In the previous session, one of the tasks was to identify proteins within a database that were related to Aurora Kinase B. We saw that many of these text searches identified hit proteins that we identified as not evolutionarily related to the kinase.

In some cases, this is exactly what we want to do with our text searches. However, in a situation where we want to analyse the sequence of the kinase and its relatives, we want to avoid hitting sequences that were not actually related to the kinases. Note that if you had used searches that focused on PFAM family IDs, it would be possible to use a text search to easily identify a set of related sequences - sequences with the same PFAM ID should all be related to each other. This, of course, depends on the sequences having been annotated as including domains as specified using PFAM families (and that the accuracy of the search depends on these annotations having been correctly assigned).

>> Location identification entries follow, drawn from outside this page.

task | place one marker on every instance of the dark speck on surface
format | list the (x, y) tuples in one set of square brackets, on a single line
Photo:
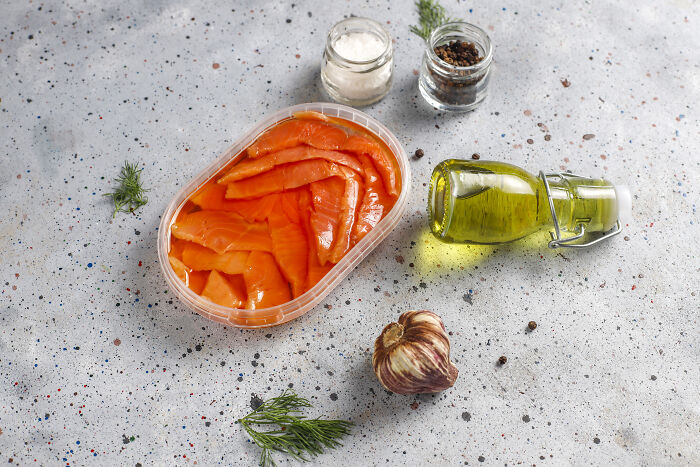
[(255, 401)]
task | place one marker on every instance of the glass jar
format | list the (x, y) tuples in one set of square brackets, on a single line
[(358, 80), (455, 88)]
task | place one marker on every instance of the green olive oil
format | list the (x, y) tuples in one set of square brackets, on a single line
[(486, 202)]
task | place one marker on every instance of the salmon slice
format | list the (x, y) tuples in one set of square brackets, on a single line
[(264, 282), (295, 132), (375, 202), (176, 247), (311, 115), (315, 271), (357, 144), (222, 231), (193, 279), (179, 267), (289, 246), (285, 177), (350, 204), (213, 197), (197, 280), (251, 167), (326, 197), (220, 291), (198, 258), (238, 285), (289, 201)]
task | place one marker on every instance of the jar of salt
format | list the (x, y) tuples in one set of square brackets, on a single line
[(357, 66)]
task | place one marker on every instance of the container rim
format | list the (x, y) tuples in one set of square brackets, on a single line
[(266, 317)]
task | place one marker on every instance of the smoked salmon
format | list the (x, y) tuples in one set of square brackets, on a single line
[(315, 270), (375, 202), (294, 132), (222, 231), (357, 144), (251, 167), (289, 246), (271, 225), (284, 177), (220, 291), (213, 197), (326, 196), (199, 258), (350, 205), (264, 283)]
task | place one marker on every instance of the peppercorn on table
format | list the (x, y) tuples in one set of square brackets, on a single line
[(564, 357)]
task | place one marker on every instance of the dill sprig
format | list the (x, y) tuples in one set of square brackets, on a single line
[(129, 195), (431, 15), (296, 435)]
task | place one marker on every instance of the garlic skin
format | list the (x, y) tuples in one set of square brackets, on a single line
[(412, 356)]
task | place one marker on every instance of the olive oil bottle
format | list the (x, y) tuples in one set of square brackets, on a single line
[(487, 202)]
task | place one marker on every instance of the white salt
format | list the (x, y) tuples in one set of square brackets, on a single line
[(359, 46)]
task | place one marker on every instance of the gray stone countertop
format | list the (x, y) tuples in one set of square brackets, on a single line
[(101, 365)]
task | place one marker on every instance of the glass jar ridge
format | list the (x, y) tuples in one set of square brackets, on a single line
[(456, 88), (357, 82)]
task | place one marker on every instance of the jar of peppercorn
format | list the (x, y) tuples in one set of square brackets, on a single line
[(454, 75)]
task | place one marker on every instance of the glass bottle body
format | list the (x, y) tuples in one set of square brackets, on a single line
[(485, 202)]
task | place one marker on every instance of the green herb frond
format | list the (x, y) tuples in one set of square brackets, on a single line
[(431, 15), (130, 194), (294, 434)]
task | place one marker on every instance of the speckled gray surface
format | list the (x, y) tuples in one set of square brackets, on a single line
[(99, 365)]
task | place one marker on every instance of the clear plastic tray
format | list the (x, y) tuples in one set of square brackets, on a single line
[(272, 316)]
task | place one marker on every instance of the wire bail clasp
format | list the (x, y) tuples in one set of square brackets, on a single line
[(557, 240)]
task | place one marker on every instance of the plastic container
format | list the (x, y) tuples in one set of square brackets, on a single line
[(265, 317)]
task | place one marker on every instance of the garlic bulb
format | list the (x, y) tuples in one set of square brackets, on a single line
[(413, 355)]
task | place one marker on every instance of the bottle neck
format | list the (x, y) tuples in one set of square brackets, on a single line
[(590, 202)]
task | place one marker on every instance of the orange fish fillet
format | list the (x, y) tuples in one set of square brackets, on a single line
[(295, 132), (264, 283), (251, 167), (222, 231), (220, 291), (203, 259), (289, 246), (327, 199), (316, 271), (212, 197), (282, 178), (375, 202), (350, 205), (357, 144)]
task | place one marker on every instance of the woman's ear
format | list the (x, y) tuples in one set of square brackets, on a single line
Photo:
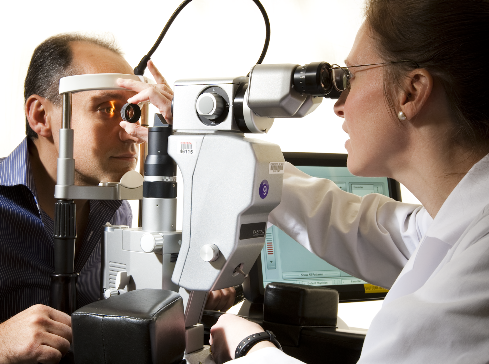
[(36, 112), (417, 87)]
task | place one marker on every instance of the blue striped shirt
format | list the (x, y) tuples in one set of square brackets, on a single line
[(26, 240)]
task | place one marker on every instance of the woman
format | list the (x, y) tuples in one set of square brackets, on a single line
[(417, 111)]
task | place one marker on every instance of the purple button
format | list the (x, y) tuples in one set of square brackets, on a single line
[(264, 188)]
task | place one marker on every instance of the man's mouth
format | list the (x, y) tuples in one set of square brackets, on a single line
[(126, 156)]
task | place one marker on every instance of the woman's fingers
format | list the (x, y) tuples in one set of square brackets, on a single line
[(137, 131)]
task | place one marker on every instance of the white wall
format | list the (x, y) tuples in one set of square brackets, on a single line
[(209, 38)]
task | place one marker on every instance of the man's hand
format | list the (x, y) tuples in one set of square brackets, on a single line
[(226, 334), (221, 300), (39, 334)]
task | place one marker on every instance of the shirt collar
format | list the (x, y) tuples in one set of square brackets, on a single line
[(16, 168), (467, 199)]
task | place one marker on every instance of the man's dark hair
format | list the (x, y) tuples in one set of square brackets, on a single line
[(52, 60)]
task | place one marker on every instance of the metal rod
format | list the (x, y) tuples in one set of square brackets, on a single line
[(66, 110), (143, 152)]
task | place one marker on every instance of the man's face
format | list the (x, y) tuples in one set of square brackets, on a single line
[(103, 151)]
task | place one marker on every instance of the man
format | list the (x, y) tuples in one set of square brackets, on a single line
[(31, 332)]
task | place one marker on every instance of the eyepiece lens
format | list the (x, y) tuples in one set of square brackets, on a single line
[(130, 113)]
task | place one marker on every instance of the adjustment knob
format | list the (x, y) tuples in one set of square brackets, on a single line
[(210, 105), (151, 242), (209, 253)]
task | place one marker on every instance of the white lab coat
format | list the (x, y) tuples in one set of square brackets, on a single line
[(437, 310)]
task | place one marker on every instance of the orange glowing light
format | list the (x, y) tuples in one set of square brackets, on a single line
[(112, 109)]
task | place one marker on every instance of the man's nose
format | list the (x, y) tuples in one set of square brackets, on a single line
[(340, 104), (126, 137)]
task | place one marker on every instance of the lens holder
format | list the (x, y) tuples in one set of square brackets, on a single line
[(131, 113)]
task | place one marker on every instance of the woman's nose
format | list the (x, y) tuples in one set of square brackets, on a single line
[(340, 104)]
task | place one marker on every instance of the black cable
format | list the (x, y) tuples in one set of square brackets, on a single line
[(267, 27), (139, 70), (141, 67)]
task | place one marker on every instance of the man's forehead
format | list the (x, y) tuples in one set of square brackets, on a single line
[(93, 58), (107, 95)]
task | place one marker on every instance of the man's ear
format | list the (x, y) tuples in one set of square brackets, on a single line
[(37, 113), (417, 88)]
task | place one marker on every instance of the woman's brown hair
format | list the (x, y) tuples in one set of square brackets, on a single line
[(448, 38)]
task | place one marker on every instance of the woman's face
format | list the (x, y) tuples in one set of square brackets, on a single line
[(378, 141)]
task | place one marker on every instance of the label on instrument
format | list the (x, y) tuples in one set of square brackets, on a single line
[(254, 230), (370, 288), (276, 168)]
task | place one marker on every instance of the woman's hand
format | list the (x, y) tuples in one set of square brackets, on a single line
[(39, 334), (160, 95), (226, 334)]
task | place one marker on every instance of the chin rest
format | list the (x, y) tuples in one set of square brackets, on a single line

Sequence similarity searching provides an annotation-independent way of identifying such sequences. These methods, as applied to protein sequences (they are also applied to nucleotide sequences, but we will not be looking at such applications in this course), use models of evolution (almost always of globular protein regions) in terms of the frequency of substitution of different amino acids, and of the insertion/deletion of regions within these domains. We previously briefly discussed the importance of similarity measures in bioinformatic analyses - in this case, sequences are considered more similar to each other if they share (within the same positions of an alignment) many amino acids that are known to frequently substitute for each other in globular domains. This measure in many cases finds that evolutionarily-related sequences are more similar to each other than are non-evolutionarily-related sequences.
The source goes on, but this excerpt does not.